Friday, September 29, 2006

De manhã começa o dia

Estamos a meio de Setembro e faz calor como se estivéssemos ainda no pico verão. Mas, de repente o clima muda. Trovões de me meter o cabelo em pé. Relâmpagos de me cortar a estática ao meio. A fúria da Física. Chove torrencialmente por breves segundos molhando-me completamente desde a porta da rua até à porta do carro.

No cacilheiro descanso, de corpo desconsolado a escorrer água. Os dez minutos da viagem depressa chegam ao fim e muito antes do barco atracar muita gente já se levantou para serem os primeiros a sairem. A camioneta e o metro não esperam.

Sou das últimas a sair. Detesto apertos. Aguento-me nos solavancos dados pelas ondas em passos estudados para não cair. À saída da estação fluvial, surpresa das surpresas. Todo o espaço que havia para alcançar a estação do comboio estava alagado com pelo menos vinte centímetros de água. São 8 horas da manhã.
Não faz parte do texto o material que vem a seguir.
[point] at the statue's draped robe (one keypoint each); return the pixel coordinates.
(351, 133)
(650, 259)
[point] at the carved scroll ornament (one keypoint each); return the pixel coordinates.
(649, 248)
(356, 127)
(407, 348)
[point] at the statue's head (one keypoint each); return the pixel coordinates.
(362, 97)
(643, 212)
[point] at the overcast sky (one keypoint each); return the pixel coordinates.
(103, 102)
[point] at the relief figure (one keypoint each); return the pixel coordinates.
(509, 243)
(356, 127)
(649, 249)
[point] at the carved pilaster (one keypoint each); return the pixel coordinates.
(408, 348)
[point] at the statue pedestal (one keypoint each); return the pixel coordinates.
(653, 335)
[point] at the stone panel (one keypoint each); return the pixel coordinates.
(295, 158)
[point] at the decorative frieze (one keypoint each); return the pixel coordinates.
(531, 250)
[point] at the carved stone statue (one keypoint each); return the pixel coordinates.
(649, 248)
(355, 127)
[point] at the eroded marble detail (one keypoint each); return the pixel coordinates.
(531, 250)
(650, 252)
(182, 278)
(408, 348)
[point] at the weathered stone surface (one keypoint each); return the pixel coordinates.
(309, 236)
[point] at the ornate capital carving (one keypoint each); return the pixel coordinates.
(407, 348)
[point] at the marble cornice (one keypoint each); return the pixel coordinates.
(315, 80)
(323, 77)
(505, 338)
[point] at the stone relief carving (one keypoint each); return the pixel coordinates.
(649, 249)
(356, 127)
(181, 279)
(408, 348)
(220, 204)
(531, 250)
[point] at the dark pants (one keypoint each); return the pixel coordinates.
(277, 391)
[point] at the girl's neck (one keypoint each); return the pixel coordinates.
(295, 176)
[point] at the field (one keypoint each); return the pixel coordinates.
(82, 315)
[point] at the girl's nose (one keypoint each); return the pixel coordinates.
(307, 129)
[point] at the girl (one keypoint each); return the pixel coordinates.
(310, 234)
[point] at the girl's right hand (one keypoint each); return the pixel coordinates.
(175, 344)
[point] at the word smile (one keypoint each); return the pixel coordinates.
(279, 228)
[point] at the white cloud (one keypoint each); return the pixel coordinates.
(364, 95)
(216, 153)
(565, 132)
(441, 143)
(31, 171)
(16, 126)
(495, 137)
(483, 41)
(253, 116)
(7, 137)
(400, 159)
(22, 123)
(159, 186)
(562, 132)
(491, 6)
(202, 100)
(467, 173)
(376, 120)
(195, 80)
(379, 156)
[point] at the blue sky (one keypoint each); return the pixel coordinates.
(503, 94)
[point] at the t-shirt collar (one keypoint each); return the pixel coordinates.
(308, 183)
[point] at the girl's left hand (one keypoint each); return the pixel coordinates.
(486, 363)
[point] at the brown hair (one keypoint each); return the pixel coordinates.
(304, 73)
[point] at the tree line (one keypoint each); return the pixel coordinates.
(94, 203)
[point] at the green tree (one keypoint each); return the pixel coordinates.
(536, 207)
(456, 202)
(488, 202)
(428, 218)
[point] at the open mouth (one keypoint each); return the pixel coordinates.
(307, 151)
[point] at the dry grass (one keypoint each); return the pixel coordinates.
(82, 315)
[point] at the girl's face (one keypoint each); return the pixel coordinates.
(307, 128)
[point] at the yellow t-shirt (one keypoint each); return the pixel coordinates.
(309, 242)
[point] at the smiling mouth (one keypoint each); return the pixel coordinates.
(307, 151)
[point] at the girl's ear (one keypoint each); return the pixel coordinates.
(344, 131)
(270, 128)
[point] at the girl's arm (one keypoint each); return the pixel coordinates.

Tenho mau acordar. Só começo a conviver pacificamente por volta das dez horas. Eu tinha acabado de sair da cama há uma hora e já começava a atravessar riachos de mochila às costas. Corri de um lado ao outro procurando uma brecha, à laia do Antigo Testamento quando Moisés foge com os judeus do Egipto. Mas não havia. Arrisquei. Atravessei uns cinco metros de água, horrorosamente gelada, encharcando as minhas sapatilhas keds, as minhas calças de ganga Miss Sixty até ao joelho . Felizmente não havia piranhas.

Sentei-me no comboio em direcção a Cascais. Fiz o resto da viagem até à escola, esperando, no mínimo, ver pela janela sardinhas voadoras. Mas não aconteceu mais nada. Foi-me dado tempo para disfrutar os meus pés encharcados até aos ossos.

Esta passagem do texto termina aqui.